The big challenge now is the commercial viability of the process. It seems that there are two big challenges: the enzymes don’t last long, and they can be slow to work. This can mean you need lots of enzymes, and you need to wait a while before fuel is produced, reckons Elton.

However, they’ve tackled both problems. “Our challenge has been to create an environment where they can continue to thrive for long periods—we call this the TTN, or the total turnover number. Every time they perform their mission, that’s a turn.” He says last year they filed an IT on a nanoscale reactor which allowed a high-TTN environment. “We have the reaction down to about ten minutes—it used to be ten hours.”

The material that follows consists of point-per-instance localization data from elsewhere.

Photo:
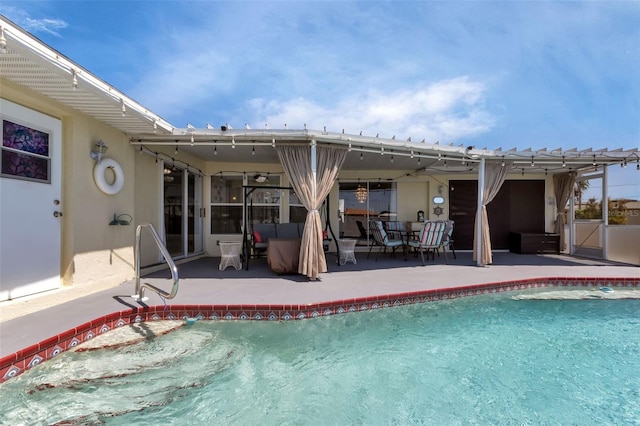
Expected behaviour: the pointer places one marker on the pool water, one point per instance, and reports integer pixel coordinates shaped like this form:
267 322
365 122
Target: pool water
480 360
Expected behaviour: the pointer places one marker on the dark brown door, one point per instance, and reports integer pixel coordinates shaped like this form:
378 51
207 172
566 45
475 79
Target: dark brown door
518 207
463 200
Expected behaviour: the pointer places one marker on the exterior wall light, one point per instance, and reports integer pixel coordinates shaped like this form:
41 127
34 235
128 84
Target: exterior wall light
98 151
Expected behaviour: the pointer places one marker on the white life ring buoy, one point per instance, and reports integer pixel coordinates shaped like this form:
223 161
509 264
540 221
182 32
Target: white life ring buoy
101 182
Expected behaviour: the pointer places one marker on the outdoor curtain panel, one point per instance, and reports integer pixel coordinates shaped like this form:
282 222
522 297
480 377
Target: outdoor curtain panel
494 176
563 187
311 191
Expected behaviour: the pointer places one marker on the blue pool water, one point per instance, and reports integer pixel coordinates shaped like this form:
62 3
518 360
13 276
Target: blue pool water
480 360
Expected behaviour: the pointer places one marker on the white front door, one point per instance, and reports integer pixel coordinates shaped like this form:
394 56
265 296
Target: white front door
30 201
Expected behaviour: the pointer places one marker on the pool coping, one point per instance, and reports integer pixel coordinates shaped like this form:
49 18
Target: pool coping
14 364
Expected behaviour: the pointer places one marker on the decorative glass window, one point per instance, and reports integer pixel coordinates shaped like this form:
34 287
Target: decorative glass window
263 204
226 204
25 153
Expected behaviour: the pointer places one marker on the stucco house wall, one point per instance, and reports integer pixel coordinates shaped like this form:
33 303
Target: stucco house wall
92 252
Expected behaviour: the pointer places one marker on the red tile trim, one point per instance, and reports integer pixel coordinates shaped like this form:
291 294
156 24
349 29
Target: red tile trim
14 364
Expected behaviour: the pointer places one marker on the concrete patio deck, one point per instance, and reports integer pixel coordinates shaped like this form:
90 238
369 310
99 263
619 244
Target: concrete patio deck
28 321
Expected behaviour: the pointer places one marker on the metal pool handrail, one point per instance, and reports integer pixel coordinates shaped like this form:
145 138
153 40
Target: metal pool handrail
167 257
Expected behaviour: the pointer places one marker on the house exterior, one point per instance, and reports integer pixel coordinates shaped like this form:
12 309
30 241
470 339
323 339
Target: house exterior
69 209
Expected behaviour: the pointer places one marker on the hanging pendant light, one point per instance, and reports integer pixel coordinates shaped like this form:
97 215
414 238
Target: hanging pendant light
361 194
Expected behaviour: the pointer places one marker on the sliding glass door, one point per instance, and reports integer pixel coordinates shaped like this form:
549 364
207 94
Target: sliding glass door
183 212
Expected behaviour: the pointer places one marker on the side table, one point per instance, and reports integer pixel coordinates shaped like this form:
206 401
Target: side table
230 255
347 247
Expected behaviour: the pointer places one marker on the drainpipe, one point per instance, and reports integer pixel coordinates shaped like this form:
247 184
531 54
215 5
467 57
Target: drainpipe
605 212
572 212
479 213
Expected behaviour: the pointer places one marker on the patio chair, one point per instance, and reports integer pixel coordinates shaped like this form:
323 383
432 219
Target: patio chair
447 240
395 229
430 239
381 238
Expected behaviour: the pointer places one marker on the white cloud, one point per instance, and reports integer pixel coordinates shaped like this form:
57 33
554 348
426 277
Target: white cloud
447 111
51 26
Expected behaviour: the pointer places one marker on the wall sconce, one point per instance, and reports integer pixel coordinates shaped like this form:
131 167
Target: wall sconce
98 151
118 221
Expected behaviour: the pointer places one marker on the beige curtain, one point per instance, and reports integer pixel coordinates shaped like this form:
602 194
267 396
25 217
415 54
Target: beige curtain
494 176
563 188
296 161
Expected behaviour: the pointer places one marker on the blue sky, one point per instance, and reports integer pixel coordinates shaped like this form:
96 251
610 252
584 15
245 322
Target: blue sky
491 74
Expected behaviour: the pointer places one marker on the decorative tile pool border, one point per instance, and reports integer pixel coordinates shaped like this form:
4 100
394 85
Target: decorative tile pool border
15 364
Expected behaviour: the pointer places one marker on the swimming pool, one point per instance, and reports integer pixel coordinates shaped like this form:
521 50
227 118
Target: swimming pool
486 359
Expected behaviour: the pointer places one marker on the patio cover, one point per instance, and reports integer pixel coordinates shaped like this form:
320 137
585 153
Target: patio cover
312 171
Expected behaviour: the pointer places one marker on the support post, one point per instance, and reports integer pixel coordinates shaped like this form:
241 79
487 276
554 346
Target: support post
479 213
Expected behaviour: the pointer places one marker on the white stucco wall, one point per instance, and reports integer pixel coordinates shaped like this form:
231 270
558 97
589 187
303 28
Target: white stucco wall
92 252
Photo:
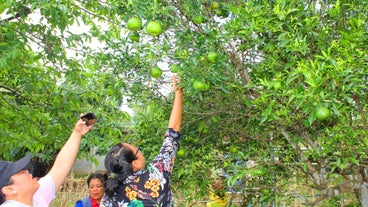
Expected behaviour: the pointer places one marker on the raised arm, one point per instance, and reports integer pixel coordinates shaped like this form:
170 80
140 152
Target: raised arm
65 159
177 109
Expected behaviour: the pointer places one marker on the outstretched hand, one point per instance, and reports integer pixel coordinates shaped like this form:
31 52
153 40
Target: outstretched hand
175 81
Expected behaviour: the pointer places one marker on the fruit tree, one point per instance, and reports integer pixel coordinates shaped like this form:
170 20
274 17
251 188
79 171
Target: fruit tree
273 66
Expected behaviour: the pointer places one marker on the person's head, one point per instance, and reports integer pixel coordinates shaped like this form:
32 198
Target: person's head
95 183
15 179
120 162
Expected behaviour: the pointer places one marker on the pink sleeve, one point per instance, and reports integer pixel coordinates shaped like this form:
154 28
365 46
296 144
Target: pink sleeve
45 193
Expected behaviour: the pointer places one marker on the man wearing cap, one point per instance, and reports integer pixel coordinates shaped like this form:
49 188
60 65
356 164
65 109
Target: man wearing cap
19 188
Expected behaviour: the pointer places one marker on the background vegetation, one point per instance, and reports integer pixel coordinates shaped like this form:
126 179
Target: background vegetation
280 102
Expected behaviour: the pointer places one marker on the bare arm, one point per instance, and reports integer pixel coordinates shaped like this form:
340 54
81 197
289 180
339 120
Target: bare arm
177 110
65 159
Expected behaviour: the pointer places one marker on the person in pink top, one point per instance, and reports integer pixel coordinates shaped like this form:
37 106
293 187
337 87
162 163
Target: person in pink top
19 188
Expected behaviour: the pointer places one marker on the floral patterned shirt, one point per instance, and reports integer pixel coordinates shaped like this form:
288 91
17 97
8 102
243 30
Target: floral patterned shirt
150 187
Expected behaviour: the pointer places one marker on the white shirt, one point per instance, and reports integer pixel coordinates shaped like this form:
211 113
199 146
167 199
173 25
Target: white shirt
43 196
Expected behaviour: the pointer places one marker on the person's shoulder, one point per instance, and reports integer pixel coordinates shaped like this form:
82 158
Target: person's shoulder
172 133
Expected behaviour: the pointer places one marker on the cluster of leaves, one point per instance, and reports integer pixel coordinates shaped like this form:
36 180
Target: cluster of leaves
276 64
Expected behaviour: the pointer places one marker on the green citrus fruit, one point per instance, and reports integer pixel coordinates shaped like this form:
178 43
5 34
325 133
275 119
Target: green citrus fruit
174 68
198 85
156 72
222 13
234 150
212 57
134 23
154 28
134 36
215 5
323 113
276 85
198 19
180 153
207 86
215 119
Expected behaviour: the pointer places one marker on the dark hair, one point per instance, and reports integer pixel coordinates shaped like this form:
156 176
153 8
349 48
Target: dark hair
101 176
2 197
118 163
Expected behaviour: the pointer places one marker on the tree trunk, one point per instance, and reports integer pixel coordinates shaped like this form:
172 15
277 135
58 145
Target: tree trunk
363 196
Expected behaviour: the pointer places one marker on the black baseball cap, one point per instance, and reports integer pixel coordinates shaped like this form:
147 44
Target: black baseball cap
8 169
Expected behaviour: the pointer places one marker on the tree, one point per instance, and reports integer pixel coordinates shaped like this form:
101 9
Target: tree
278 63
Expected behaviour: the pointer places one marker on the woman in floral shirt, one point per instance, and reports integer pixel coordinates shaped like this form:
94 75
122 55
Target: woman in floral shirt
130 184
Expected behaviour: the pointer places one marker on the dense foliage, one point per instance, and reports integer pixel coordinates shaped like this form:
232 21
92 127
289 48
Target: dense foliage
273 89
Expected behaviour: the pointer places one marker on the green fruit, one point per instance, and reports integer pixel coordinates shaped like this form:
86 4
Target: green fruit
234 150
198 19
180 153
156 72
154 28
323 113
212 57
215 5
134 36
215 119
198 85
222 13
134 23
276 85
174 68
207 86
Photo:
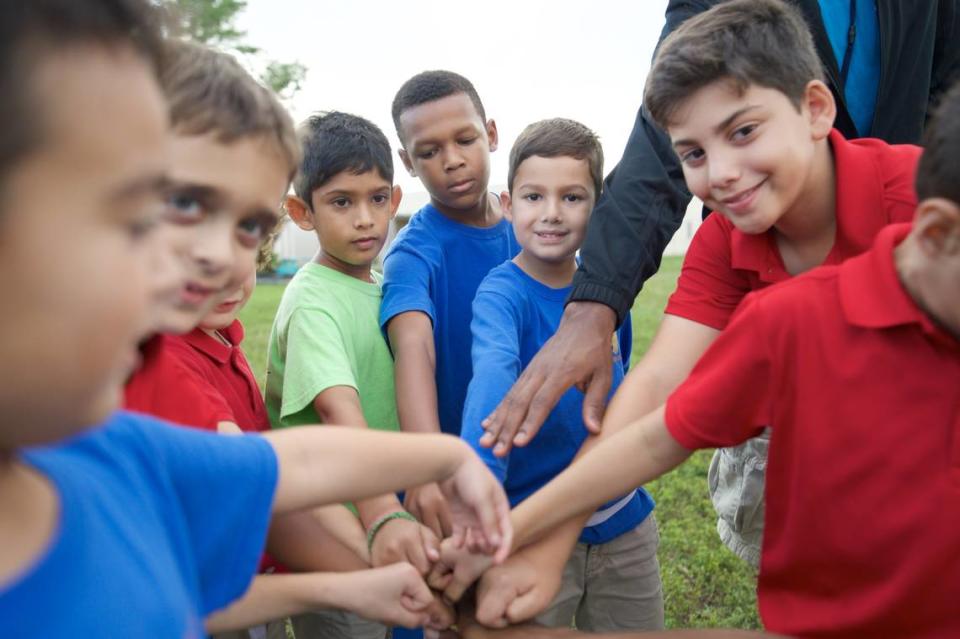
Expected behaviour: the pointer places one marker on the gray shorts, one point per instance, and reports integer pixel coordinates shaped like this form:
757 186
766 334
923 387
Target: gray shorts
736 479
612 586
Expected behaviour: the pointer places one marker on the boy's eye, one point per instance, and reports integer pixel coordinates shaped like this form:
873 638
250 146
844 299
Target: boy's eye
743 132
184 207
692 157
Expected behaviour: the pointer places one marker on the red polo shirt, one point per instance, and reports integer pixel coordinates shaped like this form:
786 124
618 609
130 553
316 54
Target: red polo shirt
862 528
198 381
874 188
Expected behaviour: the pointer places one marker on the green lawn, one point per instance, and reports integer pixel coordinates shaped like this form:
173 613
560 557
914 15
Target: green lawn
704 584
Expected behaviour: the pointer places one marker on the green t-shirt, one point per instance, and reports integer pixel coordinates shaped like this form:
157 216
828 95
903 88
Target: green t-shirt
327 333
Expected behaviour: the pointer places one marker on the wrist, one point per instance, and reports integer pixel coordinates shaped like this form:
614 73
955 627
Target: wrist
590 315
382 521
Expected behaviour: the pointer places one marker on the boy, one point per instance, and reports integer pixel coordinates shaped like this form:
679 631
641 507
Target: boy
328 361
739 90
612 580
432 270
232 160
119 517
856 368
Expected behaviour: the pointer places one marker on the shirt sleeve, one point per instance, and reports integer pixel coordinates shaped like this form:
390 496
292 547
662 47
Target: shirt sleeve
225 486
642 204
727 398
709 290
496 366
317 358
406 285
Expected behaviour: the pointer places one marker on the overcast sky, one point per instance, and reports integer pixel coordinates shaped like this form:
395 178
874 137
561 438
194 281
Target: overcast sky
529 59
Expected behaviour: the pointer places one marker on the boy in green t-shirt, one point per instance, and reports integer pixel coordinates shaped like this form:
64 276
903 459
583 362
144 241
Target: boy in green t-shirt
328 361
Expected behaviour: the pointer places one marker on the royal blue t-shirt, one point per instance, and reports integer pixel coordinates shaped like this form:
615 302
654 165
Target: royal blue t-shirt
513 316
158 526
435 266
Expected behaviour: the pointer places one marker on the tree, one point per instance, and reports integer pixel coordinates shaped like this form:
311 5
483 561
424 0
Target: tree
213 22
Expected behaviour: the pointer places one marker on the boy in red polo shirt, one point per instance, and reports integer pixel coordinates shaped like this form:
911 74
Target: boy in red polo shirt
856 367
739 90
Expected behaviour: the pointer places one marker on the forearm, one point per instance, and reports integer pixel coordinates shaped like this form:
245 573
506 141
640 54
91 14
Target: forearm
625 460
273 597
321 465
328 539
416 384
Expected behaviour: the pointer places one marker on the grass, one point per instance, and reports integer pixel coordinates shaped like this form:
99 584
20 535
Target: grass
705 585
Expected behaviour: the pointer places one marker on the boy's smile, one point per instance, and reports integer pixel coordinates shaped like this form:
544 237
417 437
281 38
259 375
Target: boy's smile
447 145
750 156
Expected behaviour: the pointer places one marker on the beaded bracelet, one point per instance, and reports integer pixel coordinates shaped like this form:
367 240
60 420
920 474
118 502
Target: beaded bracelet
378 524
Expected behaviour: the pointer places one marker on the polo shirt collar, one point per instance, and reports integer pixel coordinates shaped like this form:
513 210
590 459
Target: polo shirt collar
855 167
871 294
214 348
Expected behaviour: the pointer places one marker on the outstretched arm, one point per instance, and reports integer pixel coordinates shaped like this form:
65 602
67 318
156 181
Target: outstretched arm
642 204
323 465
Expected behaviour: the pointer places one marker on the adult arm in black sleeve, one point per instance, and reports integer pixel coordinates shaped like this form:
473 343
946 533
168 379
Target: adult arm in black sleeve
642 205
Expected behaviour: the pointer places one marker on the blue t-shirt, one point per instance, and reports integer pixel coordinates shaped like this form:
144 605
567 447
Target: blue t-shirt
863 75
158 526
435 266
513 316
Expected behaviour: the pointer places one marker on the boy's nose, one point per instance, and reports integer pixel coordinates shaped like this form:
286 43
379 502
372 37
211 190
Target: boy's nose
722 169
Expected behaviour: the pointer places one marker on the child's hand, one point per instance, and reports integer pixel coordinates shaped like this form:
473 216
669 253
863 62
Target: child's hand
457 569
515 591
428 505
404 540
394 595
479 508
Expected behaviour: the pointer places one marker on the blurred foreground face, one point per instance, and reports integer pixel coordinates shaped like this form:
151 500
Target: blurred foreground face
79 262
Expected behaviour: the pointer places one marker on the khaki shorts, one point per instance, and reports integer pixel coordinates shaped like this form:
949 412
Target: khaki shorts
612 586
736 480
336 624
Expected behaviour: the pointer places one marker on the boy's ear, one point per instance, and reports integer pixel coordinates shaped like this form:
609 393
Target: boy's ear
492 136
506 205
821 108
407 164
396 194
937 226
299 212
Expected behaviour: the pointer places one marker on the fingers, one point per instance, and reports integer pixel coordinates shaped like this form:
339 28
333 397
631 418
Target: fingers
595 398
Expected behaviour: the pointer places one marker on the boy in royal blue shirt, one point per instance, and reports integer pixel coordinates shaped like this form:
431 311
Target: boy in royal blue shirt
432 270
611 581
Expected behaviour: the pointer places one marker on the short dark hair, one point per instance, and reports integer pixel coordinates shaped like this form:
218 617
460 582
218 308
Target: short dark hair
335 142
31 29
938 173
429 86
744 42
558 137
209 92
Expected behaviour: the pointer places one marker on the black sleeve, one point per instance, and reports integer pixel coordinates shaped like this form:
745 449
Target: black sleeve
643 203
946 53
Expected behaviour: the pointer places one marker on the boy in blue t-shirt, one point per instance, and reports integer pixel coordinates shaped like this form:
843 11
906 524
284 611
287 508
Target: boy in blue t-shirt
432 270
132 528
612 580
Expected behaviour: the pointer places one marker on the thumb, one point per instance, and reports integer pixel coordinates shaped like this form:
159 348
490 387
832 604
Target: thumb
526 605
595 398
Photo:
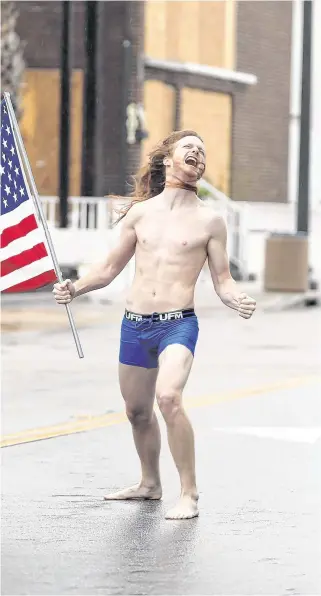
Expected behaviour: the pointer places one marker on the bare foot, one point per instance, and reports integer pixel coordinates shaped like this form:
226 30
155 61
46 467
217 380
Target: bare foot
186 508
136 492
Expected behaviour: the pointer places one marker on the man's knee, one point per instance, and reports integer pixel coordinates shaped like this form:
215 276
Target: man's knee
138 415
169 403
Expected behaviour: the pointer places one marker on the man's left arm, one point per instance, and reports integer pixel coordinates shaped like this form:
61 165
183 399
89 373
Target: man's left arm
224 284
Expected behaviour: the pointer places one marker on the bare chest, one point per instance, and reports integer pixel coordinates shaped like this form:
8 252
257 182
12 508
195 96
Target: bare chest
173 236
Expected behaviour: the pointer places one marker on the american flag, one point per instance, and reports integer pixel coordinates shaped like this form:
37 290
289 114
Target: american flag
25 263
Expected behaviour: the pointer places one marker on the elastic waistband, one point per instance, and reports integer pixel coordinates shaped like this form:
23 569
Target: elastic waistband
173 315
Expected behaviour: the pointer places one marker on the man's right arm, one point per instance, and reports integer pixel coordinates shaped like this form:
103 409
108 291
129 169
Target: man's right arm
104 273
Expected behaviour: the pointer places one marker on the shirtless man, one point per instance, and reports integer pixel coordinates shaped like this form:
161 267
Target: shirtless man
171 233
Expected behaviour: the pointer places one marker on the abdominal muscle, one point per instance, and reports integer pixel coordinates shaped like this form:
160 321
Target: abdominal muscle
162 285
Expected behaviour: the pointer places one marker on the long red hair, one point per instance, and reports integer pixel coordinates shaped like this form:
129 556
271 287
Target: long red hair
150 179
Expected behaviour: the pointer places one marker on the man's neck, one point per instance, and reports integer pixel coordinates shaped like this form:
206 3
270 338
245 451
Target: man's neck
178 197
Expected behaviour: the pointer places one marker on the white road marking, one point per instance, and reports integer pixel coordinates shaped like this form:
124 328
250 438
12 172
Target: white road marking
281 433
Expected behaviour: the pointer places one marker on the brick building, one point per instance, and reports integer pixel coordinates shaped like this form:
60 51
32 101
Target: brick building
245 125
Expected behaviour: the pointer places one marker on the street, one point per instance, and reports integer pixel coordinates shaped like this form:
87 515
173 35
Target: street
254 401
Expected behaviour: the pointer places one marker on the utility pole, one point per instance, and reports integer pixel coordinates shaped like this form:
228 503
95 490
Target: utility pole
89 115
65 72
127 68
304 169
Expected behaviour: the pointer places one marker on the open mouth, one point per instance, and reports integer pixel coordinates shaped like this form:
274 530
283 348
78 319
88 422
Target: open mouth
191 161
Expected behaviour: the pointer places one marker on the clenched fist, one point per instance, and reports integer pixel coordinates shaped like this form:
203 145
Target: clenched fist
65 292
247 306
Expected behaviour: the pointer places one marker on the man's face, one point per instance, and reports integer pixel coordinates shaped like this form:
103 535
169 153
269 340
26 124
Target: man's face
188 159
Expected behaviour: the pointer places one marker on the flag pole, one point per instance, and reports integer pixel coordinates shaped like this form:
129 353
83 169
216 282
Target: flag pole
40 212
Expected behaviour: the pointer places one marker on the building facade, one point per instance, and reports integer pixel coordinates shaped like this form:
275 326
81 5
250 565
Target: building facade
245 126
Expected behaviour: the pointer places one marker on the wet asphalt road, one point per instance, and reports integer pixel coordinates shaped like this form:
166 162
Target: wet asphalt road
254 402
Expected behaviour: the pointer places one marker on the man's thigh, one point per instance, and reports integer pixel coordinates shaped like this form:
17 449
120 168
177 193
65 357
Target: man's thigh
175 363
137 385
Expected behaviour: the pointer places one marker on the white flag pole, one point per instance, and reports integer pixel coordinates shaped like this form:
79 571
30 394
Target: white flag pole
40 212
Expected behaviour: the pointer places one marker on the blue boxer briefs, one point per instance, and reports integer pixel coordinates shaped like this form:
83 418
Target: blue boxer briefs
144 337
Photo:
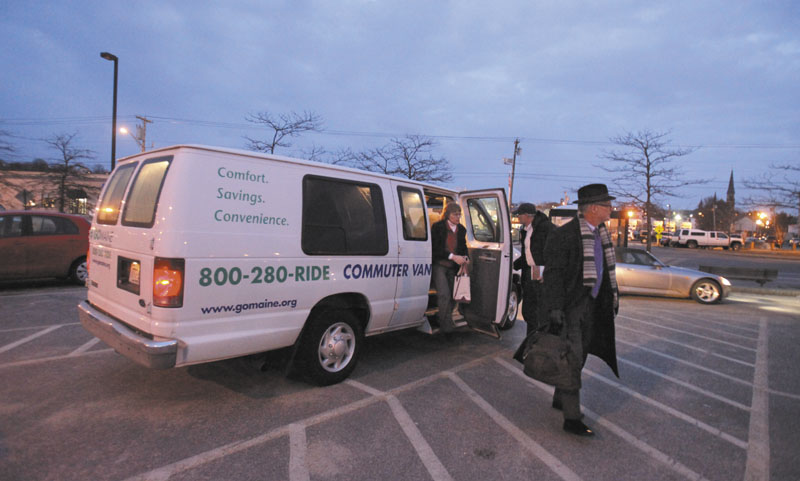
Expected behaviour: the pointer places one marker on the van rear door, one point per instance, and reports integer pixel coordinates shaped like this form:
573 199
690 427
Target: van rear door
488 226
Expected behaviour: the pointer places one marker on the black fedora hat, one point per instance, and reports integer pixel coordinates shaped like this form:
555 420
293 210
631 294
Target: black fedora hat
525 208
592 194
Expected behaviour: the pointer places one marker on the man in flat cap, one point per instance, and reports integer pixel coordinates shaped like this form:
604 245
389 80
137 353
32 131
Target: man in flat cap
581 295
535 229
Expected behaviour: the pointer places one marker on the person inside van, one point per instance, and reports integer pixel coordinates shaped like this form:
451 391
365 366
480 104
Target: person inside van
449 252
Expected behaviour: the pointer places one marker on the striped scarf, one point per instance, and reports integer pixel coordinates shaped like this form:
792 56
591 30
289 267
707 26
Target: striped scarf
589 267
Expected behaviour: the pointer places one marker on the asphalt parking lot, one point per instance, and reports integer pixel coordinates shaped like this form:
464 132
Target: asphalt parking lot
706 392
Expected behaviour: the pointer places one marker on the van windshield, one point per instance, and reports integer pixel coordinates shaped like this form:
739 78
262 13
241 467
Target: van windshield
140 207
108 212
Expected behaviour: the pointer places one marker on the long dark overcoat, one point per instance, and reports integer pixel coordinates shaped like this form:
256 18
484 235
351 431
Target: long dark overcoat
564 290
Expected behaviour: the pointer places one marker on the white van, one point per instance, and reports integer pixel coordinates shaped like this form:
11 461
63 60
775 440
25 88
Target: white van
201 253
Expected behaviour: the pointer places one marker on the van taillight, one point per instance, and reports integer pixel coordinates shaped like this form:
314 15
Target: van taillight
168 282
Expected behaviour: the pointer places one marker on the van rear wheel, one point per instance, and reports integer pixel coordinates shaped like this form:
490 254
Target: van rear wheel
330 347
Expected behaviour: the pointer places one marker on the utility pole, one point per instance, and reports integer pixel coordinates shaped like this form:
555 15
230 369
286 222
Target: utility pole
141 132
517 150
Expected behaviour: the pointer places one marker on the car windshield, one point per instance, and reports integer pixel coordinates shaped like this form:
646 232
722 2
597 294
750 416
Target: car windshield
637 257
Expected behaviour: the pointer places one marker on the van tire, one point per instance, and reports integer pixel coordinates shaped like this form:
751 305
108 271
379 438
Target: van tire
330 347
513 309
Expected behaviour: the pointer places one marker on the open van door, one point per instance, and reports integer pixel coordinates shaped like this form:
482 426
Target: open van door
488 223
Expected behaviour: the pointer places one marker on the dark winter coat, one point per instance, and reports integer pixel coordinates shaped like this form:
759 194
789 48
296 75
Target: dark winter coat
564 290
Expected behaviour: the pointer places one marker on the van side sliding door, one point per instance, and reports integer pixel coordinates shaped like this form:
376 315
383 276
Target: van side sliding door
486 217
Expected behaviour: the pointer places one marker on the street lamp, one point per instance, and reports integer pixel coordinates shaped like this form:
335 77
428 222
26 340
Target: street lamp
113 58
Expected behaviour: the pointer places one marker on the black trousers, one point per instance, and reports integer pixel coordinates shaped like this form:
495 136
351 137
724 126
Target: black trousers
579 327
531 301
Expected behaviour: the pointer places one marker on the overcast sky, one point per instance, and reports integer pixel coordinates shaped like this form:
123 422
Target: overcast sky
562 76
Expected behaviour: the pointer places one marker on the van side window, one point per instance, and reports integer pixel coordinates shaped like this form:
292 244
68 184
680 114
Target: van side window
484 214
140 206
11 226
343 217
412 211
110 203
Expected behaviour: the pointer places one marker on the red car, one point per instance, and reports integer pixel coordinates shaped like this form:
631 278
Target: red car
37 244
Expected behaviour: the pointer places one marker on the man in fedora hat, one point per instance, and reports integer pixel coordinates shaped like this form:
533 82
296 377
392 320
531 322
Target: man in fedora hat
535 229
580 293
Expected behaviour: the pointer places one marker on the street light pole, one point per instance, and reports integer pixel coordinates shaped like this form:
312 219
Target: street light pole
114 59
513 168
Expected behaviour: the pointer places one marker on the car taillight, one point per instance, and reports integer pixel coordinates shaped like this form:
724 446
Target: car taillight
168 282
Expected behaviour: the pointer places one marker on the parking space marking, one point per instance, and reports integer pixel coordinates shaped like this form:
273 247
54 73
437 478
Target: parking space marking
643 446
88 345
726 331
669 410
688 363
22 341
687 346
758 455
705 338
685 384
163 473
298 468
432 463
54 358
30 328
555 465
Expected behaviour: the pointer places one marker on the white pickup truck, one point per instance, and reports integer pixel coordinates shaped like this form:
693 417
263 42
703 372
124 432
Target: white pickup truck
694 238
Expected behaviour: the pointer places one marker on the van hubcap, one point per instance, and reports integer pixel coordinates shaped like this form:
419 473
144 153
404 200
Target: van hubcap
707 292
337 347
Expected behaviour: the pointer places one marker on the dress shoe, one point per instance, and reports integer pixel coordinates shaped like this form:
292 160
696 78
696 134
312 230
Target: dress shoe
575 426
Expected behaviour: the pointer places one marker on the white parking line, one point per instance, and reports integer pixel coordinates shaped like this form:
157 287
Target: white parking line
22 341
643 446
705 338
757 467
687 346
686 385
84 347
432 463
29 328
726 331
526 441
165 472
688 363
298 468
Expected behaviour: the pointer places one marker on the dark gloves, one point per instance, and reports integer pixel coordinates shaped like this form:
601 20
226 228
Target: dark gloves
556 320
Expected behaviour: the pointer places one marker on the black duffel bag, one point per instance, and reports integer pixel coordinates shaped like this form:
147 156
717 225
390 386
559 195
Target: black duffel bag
546 358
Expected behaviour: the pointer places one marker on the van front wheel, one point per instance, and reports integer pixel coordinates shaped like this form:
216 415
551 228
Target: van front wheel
330 348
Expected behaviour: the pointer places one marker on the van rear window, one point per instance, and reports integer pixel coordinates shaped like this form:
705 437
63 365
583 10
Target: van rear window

It hasn’t been large scale yet, and the amount of fuel produced has been small, but “we now have the data from this prototype and can move to scale that up.” He says they’re already in discussion with a number of potential strategic partners.

What would be a business model for the process? “The licensing model,” says Elton. And so the question is licensed by whom? “Essentially, large CO2 emitters,” he says. “Take a coal-fired plant. In the US, that’s where we get half of our electricity—but it’s a pretty nasty process.” He says they are the number one man-made CO2 emitters in the world. “So we have significant attention from [the coal-fired] sector.”

Elton describes potential economics. “Say a 500-megawatt facility emits 5,000 metric tons of CO2 each day. Our calculations thus far, and we feel pretty confident, show we could turn that into about 750,000 gallons of gasoline a day.” Refineries could be customers, too.

The company’s approach until recently was the aforementioned bio-catalytical process. But they now have a parallel path, the chemical approach. “It has advantages in the sense that we don’t need pure CO2,” he says. What comes out of the coal-fired plants’ smokestacks is only three to five percent CO2, so it needs to be scrubbed out. He adds that “With the chemical process you can take the flue gas as it is, and using plain water, you could generate electricity with it. It you think about it, with a coal-fired plant that is already producing electricity, what you would essentially have is a clean coal-fired plant –that’s very exciting.”

The chemical process would, theoretically, eliminate the cost of CO2 capture, which Elton says can range up to $73 per ton before sequestration. “This cost is, perhaps, the single biggest economic barrier to any large-scale CO2 applications, such as carbon sequestration,” he said in a recent news release.

Also, the company claims the process produces very little waste. “No show-stoppers in terms of toxicity,” says Elton. “There’s always a bit of a waste stream in terms of destabilized water and whatnot. The CO2 is essentially completely used and the water may need a bit of purification, but certainly nothing that people would think is nastier than what we started with.” It appears that if it’s all successful, timing is propitious. The Obama administration advocates clean energy, reduction of global warming and a reduced reliance on imported energy. Although says Elton, success with the company’s process doesn’t hinge on any specific legislation or new federal policies and incentives, for “not only will we reduce energy costs but we will check off all the boxes on climate and renewable and sustainable energy.”